教育心理学では、さまざまな学習法に関する理論が示されています。
心理学でおなじみの概念でも「教育心理学ではどのように表現するのか」を知っておくと、幅広い概念理解につながりますね。
なお、本問は「よくわかる教育心理学(ミネルヴァ書房)」から引用しつつ解説しています。
問24 学習者が自分の目標を決め、その目標を達成するために自らの計画を立て、実行段階で思考、感情及び行為をコントロールし、実行後に振り返り、自らの学習行動を評価するプロセスとして、正しいものを1つ選べ。
① 観察学習
② 自己調整学習
③ 認知的徒弟制
④ 古典的条件づけ
⑤ 有意味受容学習
解答のポイント
教育心理学における学習法について理解していること。
選択肢の解説
① 観察学習
④ 古典的条件づけ
これは行動主義的なアプローチ、すなわち経験がもたらす学習効果について示したものになります。
行動主義では、「心」を実証的に捉えるために、客観的に観察可能な行動を「心」の表れとして研究します。
この立場によると、学習は経験を通して獲得された行動の永続的な変化を意味します。
また、行動の変容は、疲労や病気による一時的なものや、成熟により生じる当然のものではなく、何らかの経験を通して新たな行動が形成されたり、刺激と反応との新たな連合が生まれることなどを指します。
学習は環境がどのような教育経験を与えるかに依存し、学習者は環境からの働きかけの受け手となるので、良い学習のためには適切な環境や経験を与えることが重要であると見なします。
行動主義的アプローチの一つとして、古典的条件づけによる学習があります。
古典的条件づけは生得的な反応を基礎にする刺激と反応の新たな連合の習得を指します。
Pavlovは犬の実験をもって、これを示しています。
つまり、餌(無条件刺激)を口にすると唾液が出ます(無条件反応)。
飼育係が餌を持ってくる足音がしますが、その際、餌と足音は対になって呈示されることになります。
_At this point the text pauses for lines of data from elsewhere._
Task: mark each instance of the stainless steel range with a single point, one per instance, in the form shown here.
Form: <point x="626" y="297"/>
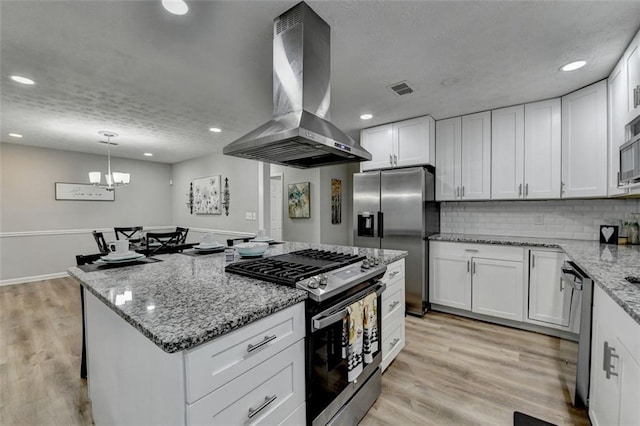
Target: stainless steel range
<point x="334" y="281"/>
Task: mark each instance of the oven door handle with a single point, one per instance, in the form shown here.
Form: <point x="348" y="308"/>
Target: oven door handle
<point x="326" y="318"/>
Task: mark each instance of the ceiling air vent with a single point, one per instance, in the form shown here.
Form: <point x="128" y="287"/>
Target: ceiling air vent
<point x="401" y="88"/>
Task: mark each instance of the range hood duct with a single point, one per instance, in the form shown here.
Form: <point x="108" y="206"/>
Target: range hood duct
<point x="300" y="133"/>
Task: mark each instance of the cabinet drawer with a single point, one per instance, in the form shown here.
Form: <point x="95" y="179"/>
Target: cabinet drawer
<point x="487" y="251"/>
<point x="212" y="365"/>
<point x="395" y="271"/>
<point x="266" y="394"/>
<point x="392" y="342"/>
<point x="392" y="302"/>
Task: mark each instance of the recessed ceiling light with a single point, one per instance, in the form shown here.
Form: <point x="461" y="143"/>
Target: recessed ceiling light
<point x="573" y="66"/>
<point x="177" y="7"/>
<point x="22" y="80"/>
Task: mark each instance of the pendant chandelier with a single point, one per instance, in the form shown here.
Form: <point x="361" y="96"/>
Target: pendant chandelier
<point x="113" y="180"/>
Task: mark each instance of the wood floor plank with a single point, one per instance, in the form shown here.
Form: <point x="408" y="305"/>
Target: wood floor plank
<point x="453" y="370"/>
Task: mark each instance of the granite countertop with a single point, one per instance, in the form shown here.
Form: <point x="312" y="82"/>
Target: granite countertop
<point x="185" y="301"/>
<point x="606" y="264"/>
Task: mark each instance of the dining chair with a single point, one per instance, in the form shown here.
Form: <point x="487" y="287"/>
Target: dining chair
<point x="129" y="233"/>
<point x="102" y="245"/>
<point x="162" y="242"/>
<point x="183" y="234"/>
<point x="84" y="259"/>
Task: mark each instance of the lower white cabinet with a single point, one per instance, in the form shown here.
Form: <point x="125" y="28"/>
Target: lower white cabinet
<point x="485" y="279"/>
<point x="393" y="312"/>
<point x="614" y="393"/>
<point x="551" y="302"/>
<point x="252" y="375"/>
<point x="497" y="288"/>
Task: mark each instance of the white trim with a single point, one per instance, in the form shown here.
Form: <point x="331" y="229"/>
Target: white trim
<point x="23" y="280"/>
<point x="69" y="231"/>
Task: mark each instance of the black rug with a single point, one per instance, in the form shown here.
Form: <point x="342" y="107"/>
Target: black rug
<point x="521" y="419"/>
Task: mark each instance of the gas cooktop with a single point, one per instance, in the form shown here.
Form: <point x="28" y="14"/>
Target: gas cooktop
<point x="292" y="267"/>
<point x="323" y="274"/>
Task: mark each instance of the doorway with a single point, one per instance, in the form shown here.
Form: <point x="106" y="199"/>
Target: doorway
<point x="277" y="185"/>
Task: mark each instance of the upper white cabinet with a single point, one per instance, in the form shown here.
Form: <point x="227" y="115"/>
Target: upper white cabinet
<point x="618" y="97"/>
<point x="448" y="148"/>
<point x="507" y="153"/>
<point x="463" y="161"/>
<point x="542" y="149"/>
<point x="631" y="60"/>
<point x="584" y="142"/>
<point x="476" y="156"/>
<point x="405" y="143"/>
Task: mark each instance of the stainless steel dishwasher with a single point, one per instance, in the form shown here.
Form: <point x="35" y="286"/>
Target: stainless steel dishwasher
<point x="578" y="360"/>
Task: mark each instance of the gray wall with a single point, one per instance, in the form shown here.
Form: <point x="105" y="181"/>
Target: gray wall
<point x="39" y="235"/>
<point x="243" y="187"/>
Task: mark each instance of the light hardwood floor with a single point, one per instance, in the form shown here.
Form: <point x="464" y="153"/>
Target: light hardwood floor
<point x="453" y="371"/>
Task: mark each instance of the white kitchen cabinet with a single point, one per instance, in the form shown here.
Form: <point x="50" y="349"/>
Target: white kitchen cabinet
<point x="551" y="302"/>
<point x="614" y="392"/>
<point x="393" y="313"/>
<point x="507" y="153"/>
<point x="542" y="149"/>
<point x="481" y="278"/>
<point x="463" y="159"/>
<point x="632" y="64"/>
<point x="497" y="288"/>
<point x="449" y="275"/>
<point x="584" y="142"/>
<point x="405" y="143"/>
<point x="476" y="156"/>
<point x="448" y="148"/>
<point x="150" y="386"/>
<point x="618" y="98"/>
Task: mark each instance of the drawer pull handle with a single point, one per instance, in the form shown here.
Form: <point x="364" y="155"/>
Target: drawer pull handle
<point x="266" y="340"/>
<point x="267" y="400"/>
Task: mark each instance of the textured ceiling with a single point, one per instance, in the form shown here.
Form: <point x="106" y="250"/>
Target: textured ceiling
<point x="161" y="81"/>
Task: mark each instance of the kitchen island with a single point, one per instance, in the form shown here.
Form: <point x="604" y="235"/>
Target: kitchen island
<point x="167" y="341"/>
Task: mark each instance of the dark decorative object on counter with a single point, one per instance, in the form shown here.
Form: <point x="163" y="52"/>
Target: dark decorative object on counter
<point x="226" y="197"/>
<point x="190" y="202"/>
<point x="609" y="234"/>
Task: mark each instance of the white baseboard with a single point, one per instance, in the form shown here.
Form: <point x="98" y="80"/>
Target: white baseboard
<point x="23" y="280"/>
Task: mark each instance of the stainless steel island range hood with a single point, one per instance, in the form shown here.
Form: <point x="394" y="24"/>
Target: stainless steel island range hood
<point x="300" y="134"/>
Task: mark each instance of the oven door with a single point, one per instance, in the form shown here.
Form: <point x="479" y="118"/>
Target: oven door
<point x="328" y="388"/>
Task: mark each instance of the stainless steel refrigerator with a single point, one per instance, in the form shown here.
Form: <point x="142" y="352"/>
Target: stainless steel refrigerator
<point x="396" y="209"/>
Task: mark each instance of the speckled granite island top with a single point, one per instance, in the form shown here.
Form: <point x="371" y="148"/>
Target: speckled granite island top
<point x="606" y="264"/>
<point x="185" y="301"/>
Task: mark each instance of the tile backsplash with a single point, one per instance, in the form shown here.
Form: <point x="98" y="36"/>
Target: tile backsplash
<point x="573" y="219"/>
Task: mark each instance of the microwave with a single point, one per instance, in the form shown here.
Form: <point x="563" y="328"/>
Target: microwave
<point x="630" y="154"/>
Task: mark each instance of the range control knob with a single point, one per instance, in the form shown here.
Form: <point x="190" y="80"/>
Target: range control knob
<point x="313" y="282"/>
<point x="323" y="280"/>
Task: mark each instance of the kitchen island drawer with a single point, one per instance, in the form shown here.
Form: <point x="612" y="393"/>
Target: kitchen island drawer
<point x="267" y="394"/>
<point x="216" y="363"/>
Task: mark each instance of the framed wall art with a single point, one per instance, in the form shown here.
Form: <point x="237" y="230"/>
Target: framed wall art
<point x="82" y="192"/>
<point x="336" y="201"/>
<point x="206" y="195"/>
<point x="299" y="200"/>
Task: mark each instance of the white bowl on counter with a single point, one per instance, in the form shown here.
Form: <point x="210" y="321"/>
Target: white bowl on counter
<point x="252" y="248"/>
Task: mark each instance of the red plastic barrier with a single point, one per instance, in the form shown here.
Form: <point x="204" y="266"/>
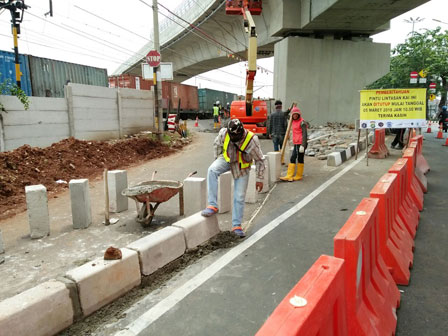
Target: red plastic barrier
<point x="407" y="209"/>
<point x="379" y="149"/>
<point x="413" y="184"/>
<point x="372" y="295"/>
<point x="325" y="311"/>
<point x="421" y="161"/>
<point x="421" y="178"/>
<point x="394" y="240"/>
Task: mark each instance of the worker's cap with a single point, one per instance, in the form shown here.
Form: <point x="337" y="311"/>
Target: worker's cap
<point x="235" y="129"/>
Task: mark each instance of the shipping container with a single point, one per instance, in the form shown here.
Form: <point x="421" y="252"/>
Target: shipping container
<point x="48" y="77"/>
<point x="172" y="93"/>
<point x="8" y="70"/>
<point x="208" y="97"/>
<point x="130" y="81"/>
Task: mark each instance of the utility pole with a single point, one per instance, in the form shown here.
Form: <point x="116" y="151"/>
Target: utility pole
<point x="157" y="101"/>
<point x="16" y="7"/>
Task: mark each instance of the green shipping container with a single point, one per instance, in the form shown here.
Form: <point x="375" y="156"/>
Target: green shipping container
<point x="48" y="77"/>
<point x="208" y="97"/>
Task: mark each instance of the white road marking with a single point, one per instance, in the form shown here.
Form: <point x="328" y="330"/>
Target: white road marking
<point x="149" y="317"/>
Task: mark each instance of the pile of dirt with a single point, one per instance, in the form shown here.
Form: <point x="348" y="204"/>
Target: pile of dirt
<point x="56" y="165"/>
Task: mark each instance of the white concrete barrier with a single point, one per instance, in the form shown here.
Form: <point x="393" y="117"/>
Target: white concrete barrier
<point x="80" y="201"/>
<point x="198" y="229"/>
<point x="195" y="194"/>
<point x="118" y="181"/>
<point x="159" y="248"/>
<point x="334" y="159"/>
<point x="251" y="192"/>
<point x="102" y="281"/>
<point x="225" y="192"/>
<point x="37" y="208"/>
<point x="275" y="166"/>
<point x="43" y="310"/>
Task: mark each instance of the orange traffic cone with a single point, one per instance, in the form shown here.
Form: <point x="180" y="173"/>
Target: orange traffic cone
<point x="440" y="134"/>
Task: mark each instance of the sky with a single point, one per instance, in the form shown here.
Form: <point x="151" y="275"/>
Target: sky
<point x="105" y="33"/>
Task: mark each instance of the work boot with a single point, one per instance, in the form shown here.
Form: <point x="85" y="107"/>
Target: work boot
<point x="299" y="173"/>
<point x="289" y="173"/>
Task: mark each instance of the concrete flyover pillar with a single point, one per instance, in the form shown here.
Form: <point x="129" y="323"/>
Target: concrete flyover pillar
<point x="325" y="75"/>
<point x="37" y="208"/>
<point x="118" y="181"/>
<point x="225" y="192"/>
<point x="80" y="201"/>
<point x="195" y="194"/>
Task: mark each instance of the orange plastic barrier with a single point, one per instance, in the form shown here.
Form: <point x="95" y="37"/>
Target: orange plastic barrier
<point x="421" y="161"/>
<point x="421" y="178"/>
<point x="395" y="242"/>
<point x="415" y="189"/>
<point x="379" y="149"/>
<point x="407" y="209"/>
<point x="325" y="311"/>
<point x="372" y="295"/>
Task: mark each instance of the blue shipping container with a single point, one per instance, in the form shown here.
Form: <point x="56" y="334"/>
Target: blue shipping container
<point x="8" y="70"/>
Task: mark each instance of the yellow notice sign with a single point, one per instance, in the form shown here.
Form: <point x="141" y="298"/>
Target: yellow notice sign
<point x="393" y="108"/>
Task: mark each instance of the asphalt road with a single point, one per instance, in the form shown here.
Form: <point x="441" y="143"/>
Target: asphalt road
<point x="232" y="292"/>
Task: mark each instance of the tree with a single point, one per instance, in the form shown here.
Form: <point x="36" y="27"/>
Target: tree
<point x="427" y="50"/>
<point x="6" y="87"/>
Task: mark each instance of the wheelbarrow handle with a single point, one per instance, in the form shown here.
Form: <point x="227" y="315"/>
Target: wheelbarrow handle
<point x="192" y="173"/>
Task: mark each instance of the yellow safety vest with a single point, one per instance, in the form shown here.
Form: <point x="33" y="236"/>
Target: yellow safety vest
<point x="243" y="164"/>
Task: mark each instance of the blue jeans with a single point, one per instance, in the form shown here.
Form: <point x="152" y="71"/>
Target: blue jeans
<point x="278" y="142"/>
<point x="218" y="167"/>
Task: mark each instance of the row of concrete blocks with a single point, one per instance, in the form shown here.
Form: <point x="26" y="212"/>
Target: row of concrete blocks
<point x="37" y="203"/>
<point x="195" y="196"/>
<point x="54" y="305"/>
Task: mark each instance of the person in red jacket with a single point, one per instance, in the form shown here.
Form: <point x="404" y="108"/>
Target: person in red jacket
<point x="300" y="141"/>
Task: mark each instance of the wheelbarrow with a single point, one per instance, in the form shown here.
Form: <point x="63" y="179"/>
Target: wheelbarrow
<point x="149" y="194"/>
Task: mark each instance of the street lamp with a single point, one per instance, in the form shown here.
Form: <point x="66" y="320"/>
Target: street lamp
<point x="414" y="21"/>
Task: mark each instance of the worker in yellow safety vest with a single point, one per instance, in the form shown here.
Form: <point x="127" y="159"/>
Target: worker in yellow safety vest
<point x="235" y="149"/>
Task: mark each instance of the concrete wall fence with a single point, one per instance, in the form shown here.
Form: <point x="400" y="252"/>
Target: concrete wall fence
<point x="86" y="112"/>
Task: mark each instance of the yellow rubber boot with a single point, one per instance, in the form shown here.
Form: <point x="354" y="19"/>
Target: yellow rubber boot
<point x="290" y="173"/>
<point x="299" y="173"/>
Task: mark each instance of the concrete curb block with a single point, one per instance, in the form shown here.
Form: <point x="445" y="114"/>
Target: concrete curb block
<point x="42" y="310"/>
<point x="93" y="280"/>
<point x="195" y="194"/>
<point x="225" y="192"/>
<point x="198" y="229"/>
<point x="159" y="248"/>
<point x="37" y="208"/>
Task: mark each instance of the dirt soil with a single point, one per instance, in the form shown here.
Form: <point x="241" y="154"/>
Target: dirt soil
<point x="56" y="165"/>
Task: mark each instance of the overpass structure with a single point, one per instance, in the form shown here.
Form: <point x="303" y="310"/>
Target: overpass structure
<point x="323" y="52"/>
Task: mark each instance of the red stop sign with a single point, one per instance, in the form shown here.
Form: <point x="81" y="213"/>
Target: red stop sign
<point x="153" y="58"/>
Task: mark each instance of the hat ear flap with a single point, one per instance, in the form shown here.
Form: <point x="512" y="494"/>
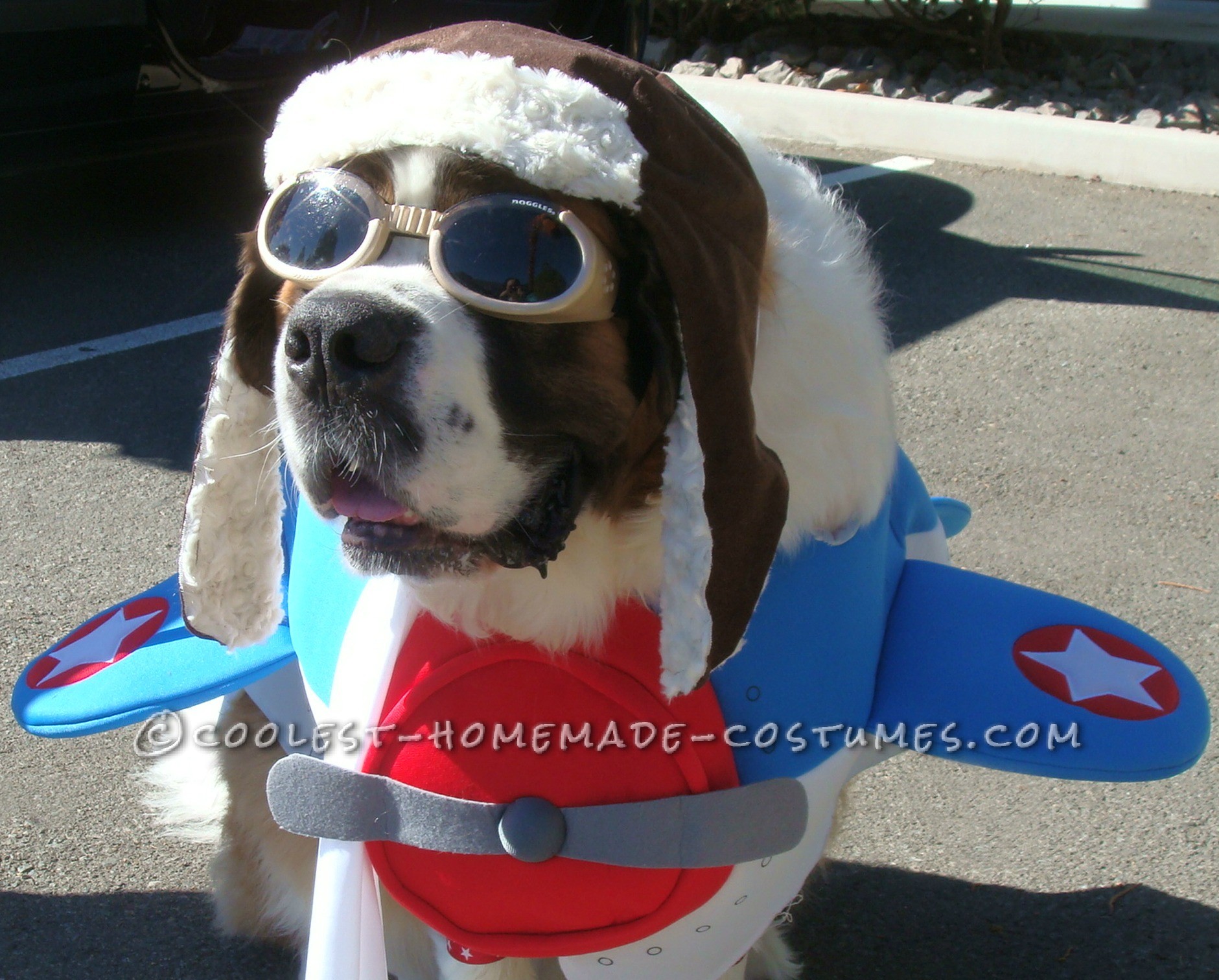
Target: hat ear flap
<point x="232" y="560"/>
<point x="686" y="537"/>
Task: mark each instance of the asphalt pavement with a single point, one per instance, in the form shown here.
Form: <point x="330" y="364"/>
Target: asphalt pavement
<point x="1055" y="366"/>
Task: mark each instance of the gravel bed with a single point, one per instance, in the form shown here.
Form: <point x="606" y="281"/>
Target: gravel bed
<point x="1155" y="84"/>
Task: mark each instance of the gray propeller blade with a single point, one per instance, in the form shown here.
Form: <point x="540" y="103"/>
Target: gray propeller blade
<point x="716" y="829"/>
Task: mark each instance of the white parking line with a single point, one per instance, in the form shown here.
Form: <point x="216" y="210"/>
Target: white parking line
<point x="879" y="169"/>
<point x="15" y="368"/>
<point x="30" y="364"/>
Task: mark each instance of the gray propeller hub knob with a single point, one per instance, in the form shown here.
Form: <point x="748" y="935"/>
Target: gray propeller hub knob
<point x="533" y="829"/>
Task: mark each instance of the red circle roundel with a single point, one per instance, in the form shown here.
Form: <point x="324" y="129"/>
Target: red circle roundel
<point x="100" y="643"/>
<point x="1097" y="672"/>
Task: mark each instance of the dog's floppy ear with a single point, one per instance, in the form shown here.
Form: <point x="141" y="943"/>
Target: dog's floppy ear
<point x="232" y="560"/>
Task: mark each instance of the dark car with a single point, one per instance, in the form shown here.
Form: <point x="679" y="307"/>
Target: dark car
<point x="88" y="77"/>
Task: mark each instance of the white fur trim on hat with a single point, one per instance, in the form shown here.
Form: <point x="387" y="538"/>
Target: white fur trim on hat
<point x="686" y="537"/>
<point x="553" y="131"/>
<point x="232" y="560"/>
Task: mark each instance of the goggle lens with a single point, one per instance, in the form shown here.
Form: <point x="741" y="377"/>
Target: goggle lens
<point x="512" y="251"/>
<point x="318" y="224"/>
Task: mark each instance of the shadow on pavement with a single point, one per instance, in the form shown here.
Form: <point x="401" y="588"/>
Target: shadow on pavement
<point x="859" y="923"/>
<point x="126" y="935"/>
<point x="856" y="923"/>
<point x="116" y="246"/>
<point x="935" y="278"/>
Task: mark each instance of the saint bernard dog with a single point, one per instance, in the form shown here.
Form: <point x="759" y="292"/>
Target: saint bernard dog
<point x="513" y="463"/>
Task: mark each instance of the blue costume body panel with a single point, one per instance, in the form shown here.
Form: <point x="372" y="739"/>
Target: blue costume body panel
<point x="845" y="638"/>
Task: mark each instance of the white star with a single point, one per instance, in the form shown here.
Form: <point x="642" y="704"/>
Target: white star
<point x="98" y="646"/>
<point x="1091" y="671"/>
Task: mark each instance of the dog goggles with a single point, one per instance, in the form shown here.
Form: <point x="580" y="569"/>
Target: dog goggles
<point x="513" y="256"/>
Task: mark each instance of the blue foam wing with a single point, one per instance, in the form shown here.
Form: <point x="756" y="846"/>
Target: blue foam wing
<point x="132" y="661"/>
<point x="1094" y="696"/>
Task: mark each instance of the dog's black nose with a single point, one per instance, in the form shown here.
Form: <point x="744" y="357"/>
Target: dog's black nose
<point x="345" y="343"/>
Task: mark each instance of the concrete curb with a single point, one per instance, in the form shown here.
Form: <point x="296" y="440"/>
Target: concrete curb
<point x="790" y="117"/>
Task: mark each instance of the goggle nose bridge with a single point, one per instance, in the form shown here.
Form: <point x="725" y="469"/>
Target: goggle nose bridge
<point x="415" y="222"/>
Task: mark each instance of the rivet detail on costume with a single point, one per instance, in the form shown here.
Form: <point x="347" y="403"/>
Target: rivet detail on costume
<point x="532" y="829"/>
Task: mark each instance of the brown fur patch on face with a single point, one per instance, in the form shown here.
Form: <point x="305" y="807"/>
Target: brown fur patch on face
<point x="607" y="388"/>
<point x="253" y="317"/>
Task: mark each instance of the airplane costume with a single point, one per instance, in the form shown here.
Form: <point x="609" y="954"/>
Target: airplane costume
<point x="606" y="807"/>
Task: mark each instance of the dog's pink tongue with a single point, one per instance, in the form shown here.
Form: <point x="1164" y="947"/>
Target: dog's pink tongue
<point x="361" y="499"/>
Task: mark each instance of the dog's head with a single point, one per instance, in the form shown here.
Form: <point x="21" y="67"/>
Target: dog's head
<point x="456" y="441"/>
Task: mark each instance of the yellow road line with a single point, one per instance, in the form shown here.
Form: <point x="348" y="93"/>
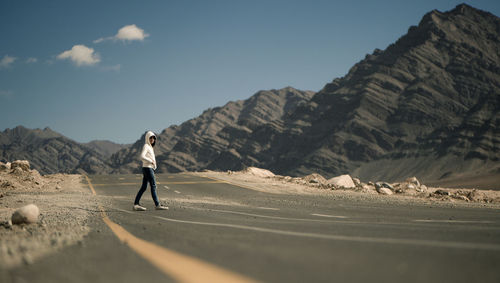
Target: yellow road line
<point x="90" y="185"/>
<point x="170" y="183"/>
<point x="178" y="266"/>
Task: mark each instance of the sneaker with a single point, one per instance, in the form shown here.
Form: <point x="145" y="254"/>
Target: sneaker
<point x="138" y="207"/>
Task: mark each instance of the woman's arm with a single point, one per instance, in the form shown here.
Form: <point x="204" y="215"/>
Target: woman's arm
<point x="144" y="156"/>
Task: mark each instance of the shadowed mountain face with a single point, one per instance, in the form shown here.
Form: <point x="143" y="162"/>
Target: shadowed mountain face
<point x="428" y="106"/>
<point x="105" y="148"/>
<point x="202" y="142"/>
<point x="50" y="152"/>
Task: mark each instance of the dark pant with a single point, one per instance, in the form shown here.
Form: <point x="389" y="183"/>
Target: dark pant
<point x="148" y="176"/>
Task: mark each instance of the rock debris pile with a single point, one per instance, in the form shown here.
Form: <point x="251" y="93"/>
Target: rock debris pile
<point x="410" y="187"/>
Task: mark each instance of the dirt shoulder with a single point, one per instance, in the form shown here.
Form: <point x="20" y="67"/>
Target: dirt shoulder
<point x="400" y="193"/>
<point x="65" y="205"/>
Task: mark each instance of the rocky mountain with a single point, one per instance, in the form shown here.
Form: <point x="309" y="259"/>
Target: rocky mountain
<point x="50" y="152"/>
<point x="202" y="142"/>
<point x="105" y="148"/>
<point x="427" y="105"/>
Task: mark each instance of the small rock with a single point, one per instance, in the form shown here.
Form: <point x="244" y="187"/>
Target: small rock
<point x="7" y="224"/>
<point x="442" y="192"/>
<point x="23" y="164"/>
<point x="384" y="191"/>
<point x="413" y="180"/>
<point x="4" y="167"/>
<point x="26" y="214"/>
<point x="387" y="185"/>
<point x="411" y="186"/>
<point x="342" y="181"/>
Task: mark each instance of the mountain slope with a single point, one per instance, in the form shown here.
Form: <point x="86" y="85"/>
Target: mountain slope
<point x="196" y="143"/>
<point x="428" y="105"/>
<point x="104" y="147"/>
<point x="50" y="152"/>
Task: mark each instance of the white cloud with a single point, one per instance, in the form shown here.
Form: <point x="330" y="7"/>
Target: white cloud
<point x="31" y="60"/>
<point x="5" y="93"/>
<point x="6" y="61"/>
<point x="126" y="33"/>
<point x="115" y="68"/>
<point x="81" y="55"/>
<point x="131" y="32"/>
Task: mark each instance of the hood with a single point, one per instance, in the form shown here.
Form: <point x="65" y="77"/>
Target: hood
<point x="148" y="135"/>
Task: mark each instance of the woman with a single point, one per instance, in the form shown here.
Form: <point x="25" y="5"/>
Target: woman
<point x="148" y="165"/>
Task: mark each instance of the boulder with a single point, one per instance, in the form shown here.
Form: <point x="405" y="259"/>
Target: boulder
<point x="23" y="164"/>
<point x="384" y="191"/>
<point x="342" y="181"/>
<point x="442" y="192"/>
<point x="315" y="178"/>
<point x="414" y="181"/>
<point x="263" y="173"/>
<point x="3" y="167"/>
<point x="26" y="214"/>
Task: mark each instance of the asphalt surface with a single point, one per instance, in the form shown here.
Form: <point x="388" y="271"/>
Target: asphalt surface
<point x="278" y="238"/>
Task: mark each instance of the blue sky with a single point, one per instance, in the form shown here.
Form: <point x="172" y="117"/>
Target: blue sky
<point x="175" y="59"/>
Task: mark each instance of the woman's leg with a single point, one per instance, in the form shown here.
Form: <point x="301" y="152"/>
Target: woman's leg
<point x="152" y="182"/>
<point x="143" y="187"/>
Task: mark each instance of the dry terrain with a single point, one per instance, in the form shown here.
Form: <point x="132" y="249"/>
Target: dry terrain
<point x="65" y="205"/>
<point x="408" y="191"/>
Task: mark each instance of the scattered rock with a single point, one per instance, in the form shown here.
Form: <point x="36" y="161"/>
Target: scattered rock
<point x="384" y="191"/>
<point x="6" y="224"/>
<point x="259" y="172"/>
<point x="414" y="181"/>
<point x="315" y="178"/>
<point x="27" y="214"/>
<point x="411" y="186"/>
<point x="23" y="164"/>
<point x="442" y="192"/>
<point x="4" y="167"/>
<point x="387" y="185"/>
<point x="344" y="181"/>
これが繰り返されることで、餌(無条件刺激)と対呈示された任意の刺激(ここでは足音。これが条件刺激)が、次第に無条件反応(唾液分泌)と結び付き、同様の反応(唾液分泌。これは条件反応)を引き起こすようになります。
この現象を条件づけと呼び、唾液分泌は足音という刺激に連合された新たな反応ということになりますね。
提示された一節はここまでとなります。